Scope and Limitations
Free Radical Generation Methods
The use of metal hydrides (such as tin, silicon, and mercury hydrides) to generate free radicals is a common method, but the main limitation of this method is that the initially generated free radicals may be reduced. The fragmentation algorithm avoids this problem by incorporating the interlocking reagent into the substrate. Meanwhile, the atom transfer method utilizes the process of transferring an atom from a tertiary starting material to a cyclic radical. These methods typically use small amounts of weak reagents, effectively preventing the problems caused by the use of strong reducing agents.
Ring size
Generally speaking, it is not easy to generate small rings via free radical cyclization. Nevertheless, the formation of small rings is possible if the cyclized radical can be trapped before re-opening. In addition, free radical cyclization can also generate polycyclic and macrocyclic rings, and the selectivity and yield of the rings in these processes can be controlled.
Comparison with other methods
Compared to cationic cyclization, which is usually Thermodynamic control. Free radical cyclizations are usually much faster than anionic cyclizations and avoid β-elimination side reactions. However, compared with these methods, the major limitation of free radical cyclization lies in its potential side reactions.

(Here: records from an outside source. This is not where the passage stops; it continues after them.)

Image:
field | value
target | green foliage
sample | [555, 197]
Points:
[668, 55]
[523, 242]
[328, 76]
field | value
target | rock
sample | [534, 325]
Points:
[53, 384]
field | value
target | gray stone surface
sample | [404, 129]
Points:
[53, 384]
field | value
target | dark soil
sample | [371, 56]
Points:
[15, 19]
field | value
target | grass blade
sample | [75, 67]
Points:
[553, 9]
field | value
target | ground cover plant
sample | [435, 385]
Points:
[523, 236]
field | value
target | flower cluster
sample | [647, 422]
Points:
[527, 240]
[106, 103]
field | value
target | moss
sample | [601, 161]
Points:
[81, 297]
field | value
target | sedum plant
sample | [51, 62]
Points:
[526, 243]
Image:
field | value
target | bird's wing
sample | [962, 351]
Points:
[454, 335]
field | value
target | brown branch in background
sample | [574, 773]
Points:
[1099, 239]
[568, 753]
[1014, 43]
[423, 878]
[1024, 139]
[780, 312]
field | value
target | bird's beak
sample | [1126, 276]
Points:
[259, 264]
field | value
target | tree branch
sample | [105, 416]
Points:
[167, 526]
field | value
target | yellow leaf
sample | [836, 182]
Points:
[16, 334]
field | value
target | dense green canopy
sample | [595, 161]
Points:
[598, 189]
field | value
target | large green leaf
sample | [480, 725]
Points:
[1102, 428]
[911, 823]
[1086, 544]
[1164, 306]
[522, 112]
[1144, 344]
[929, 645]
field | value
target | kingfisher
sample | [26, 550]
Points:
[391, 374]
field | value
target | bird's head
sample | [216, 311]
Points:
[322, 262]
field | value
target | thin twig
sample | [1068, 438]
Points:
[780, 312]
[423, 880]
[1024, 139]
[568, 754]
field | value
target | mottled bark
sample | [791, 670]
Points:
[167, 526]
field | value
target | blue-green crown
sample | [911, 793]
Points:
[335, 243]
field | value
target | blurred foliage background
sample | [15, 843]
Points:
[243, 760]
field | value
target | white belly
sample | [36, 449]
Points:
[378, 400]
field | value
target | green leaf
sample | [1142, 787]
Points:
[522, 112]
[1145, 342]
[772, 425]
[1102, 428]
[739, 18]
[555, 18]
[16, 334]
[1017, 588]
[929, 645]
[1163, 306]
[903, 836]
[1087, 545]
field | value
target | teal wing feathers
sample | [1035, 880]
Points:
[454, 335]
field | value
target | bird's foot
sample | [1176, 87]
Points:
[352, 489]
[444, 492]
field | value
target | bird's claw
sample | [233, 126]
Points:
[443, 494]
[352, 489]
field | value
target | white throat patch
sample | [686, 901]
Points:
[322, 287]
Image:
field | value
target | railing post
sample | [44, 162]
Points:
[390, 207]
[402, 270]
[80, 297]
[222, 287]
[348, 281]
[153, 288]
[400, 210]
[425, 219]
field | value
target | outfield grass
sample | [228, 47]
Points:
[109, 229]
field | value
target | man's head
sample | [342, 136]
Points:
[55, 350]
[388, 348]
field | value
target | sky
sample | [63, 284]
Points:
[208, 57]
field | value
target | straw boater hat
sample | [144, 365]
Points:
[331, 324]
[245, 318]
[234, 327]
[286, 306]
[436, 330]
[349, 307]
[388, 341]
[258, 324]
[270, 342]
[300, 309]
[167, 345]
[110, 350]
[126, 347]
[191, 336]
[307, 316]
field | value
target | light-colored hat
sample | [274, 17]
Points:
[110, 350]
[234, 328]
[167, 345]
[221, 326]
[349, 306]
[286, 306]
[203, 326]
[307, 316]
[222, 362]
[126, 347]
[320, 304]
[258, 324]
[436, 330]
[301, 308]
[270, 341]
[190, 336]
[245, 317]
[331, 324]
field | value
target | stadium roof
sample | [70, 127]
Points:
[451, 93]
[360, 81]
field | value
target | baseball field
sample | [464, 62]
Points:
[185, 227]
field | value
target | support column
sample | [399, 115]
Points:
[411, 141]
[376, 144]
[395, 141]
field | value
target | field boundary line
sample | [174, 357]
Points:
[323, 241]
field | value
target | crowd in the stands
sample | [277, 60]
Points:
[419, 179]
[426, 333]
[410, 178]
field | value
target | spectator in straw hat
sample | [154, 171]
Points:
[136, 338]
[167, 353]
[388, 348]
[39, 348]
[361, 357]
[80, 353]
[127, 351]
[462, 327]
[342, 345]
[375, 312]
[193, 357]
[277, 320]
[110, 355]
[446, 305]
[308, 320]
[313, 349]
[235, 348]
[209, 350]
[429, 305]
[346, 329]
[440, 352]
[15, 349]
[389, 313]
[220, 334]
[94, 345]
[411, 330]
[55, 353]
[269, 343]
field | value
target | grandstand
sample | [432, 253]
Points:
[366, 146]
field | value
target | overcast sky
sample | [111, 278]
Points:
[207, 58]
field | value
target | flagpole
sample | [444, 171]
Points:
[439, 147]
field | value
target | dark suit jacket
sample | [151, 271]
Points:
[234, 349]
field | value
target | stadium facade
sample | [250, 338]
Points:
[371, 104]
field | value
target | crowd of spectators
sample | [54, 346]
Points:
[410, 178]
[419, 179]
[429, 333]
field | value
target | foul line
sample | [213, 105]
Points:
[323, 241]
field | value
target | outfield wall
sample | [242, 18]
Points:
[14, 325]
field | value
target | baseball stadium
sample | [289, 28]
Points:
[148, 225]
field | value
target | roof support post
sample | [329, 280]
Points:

Experimental conditions and procedures
Typical conditionsFree radical reactions must be performed under an inert atmosphere because molecular oxygen is a triplet radical and will interfere with free radical intermediates. Since the relative rates of multiple processes have a significant impact on the reaction, concentrations need to be carefully adjusted to optimize reaction conditions. The reaction is usually carried out in a solvent with high bond dissociation energy, such as benzene, methanol or phenyl trifluoride. Even the reaction under aqueous conditions is acceptable because the O-H bond of water has a strong bond dissociation energy.
Example Program
A typical procedure is to reflux a mixture of the bromoformate, AIBN and trioctylstannous hydride in dry benzene for one hour and then isolate the desired product by chromatography. This reaction can synthesize the target compound with high yield.
The processes of free radical cyclization demonstrate exquisite control over chemical reactions, and it is fascinating to understand how they achieve such high selectivity and efficiency at the microscopic level.